Frequently asked questions
Four answers to carry into the first adviser call.
Can Americans legally buy property in Venice?
An American may be able to buy, but the buyer’s Italian notary should verify reciprocity, identity, capacity, ownership structure, and the transaction before a binding commitment.
What is a codice fiscale and does a U.S. buyer need one?
It is the Italian tax identification code and is normally needed for the purchase and related accounts or filings. Start the process early and use an official route.
Is an Italian preliminary purchase contract binding?
Yes. It commits the parties to complete later, and an accepted purchase proposal can also create obligations. Obtain document-specific advice before signing or paying.
Does a Venice purchase avoid U.S. tax reporting?

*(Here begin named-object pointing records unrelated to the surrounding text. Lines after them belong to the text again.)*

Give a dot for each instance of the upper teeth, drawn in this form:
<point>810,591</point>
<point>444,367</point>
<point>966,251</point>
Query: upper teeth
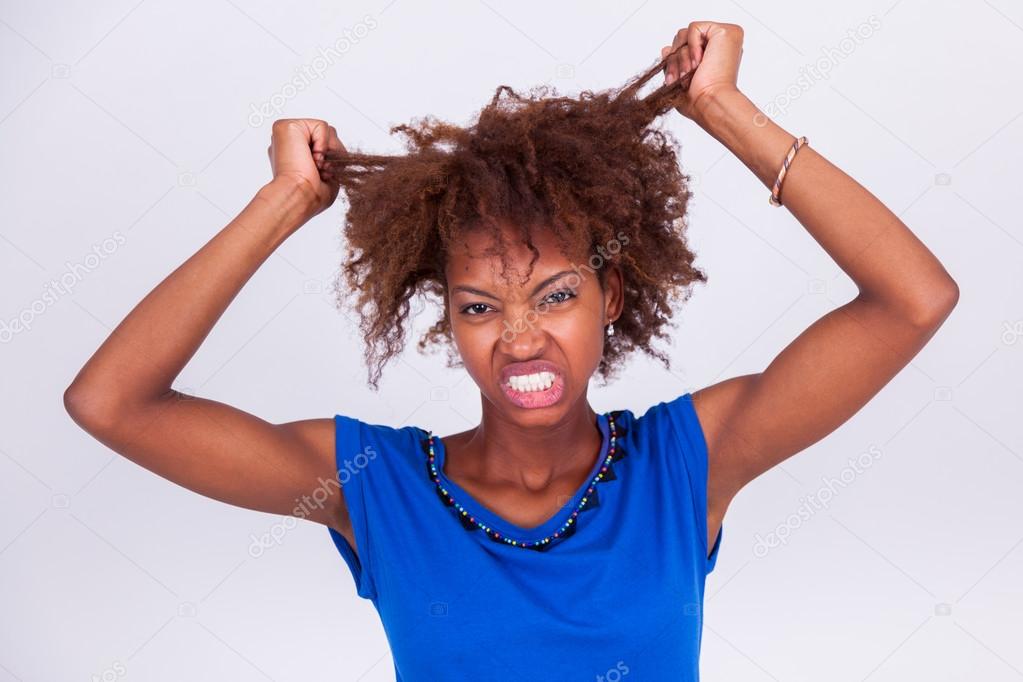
<point>537,381</point>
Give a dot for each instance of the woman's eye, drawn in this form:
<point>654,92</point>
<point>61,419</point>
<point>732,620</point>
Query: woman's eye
<point>469,310</point>
<point>561,296</point>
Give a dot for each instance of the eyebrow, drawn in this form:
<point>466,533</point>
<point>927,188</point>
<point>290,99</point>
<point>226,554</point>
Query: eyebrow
<point>536,289</point>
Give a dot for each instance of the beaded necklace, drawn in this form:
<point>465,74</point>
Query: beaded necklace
<point>470,520</point>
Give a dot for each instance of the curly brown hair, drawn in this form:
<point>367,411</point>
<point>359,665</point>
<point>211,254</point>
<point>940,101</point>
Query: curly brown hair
<point>590,169</point>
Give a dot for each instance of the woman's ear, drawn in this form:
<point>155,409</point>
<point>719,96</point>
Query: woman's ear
<point>614,291</point>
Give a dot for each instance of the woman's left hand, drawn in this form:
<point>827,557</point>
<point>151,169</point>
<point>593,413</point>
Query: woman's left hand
<point>714,49</point>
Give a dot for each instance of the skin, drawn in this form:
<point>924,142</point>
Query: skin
<point>123,396</point>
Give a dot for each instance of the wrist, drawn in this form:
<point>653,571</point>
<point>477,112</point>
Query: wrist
<point>712,104</point>
<point>291,200</point>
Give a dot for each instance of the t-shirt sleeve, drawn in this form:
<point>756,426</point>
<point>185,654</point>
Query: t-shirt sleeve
<point>688,432</point>
<point>356,445</point>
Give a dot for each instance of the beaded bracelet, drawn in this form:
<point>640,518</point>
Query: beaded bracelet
<point>775,192</point>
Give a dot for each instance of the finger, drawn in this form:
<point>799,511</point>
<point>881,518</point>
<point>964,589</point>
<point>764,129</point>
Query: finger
<point>291,143</point>
<point>696,42</point>
<point>673,60</point>
<point>319,136</point>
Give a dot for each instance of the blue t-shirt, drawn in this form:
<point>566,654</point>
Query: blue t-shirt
<point>617,596</point>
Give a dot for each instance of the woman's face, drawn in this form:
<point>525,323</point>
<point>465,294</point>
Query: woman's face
<point>531,348</point>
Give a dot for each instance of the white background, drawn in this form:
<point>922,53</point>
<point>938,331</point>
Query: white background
<point>134,119</point>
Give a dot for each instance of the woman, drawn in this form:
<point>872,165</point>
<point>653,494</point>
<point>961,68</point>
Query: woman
<point>549,541</point>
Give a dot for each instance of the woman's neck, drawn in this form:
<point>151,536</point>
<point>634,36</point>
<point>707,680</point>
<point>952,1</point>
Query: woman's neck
<point>503,453</point>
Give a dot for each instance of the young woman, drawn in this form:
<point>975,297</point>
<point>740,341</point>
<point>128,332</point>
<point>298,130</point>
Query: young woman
<point>549,541</point>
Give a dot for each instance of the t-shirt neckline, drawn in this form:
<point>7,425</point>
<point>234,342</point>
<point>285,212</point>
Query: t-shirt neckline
<point>505,527</point>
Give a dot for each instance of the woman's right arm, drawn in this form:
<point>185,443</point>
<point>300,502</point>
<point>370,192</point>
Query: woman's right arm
<point>123,395</point>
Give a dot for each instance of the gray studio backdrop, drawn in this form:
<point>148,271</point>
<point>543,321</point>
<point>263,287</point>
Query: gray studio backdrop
<point>133,131</point>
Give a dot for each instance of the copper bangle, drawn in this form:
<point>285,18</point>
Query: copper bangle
<point>775,192</point>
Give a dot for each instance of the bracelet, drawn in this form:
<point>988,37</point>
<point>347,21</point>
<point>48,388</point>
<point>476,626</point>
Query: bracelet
<point>775,192</point>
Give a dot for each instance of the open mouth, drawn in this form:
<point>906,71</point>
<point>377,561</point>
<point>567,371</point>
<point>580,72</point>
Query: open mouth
<point>540,389</point>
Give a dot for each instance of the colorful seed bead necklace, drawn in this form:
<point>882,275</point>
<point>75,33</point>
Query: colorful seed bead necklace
<point>494,535</point>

No. The house itself may be outside Form 8938 when held directly, but associated accounts, entities, rent, and ownership facts may create U.S. reporting and tax obligations.
Source register
Official starting points.
- 01Italian Ministry of Foreign Affairs
- 02Italian Notariat
Services for foreign parties and preliminary-contract guidance.
- 03Agenzia delle Entrate
- 04Internal Revenue Service
Sources reviewed July 17, 2026. Law, tax administration, municipal requirements, and individual facts change; confirm the current position before acting.
This guide is general education, not a legal opinion, tax calculation, immigration determination, brokerage service, valuation, lending commitment, notarial advice, technical survey, or guarantee. Engage the buyer’s own qualified U.S. and Italian professionals.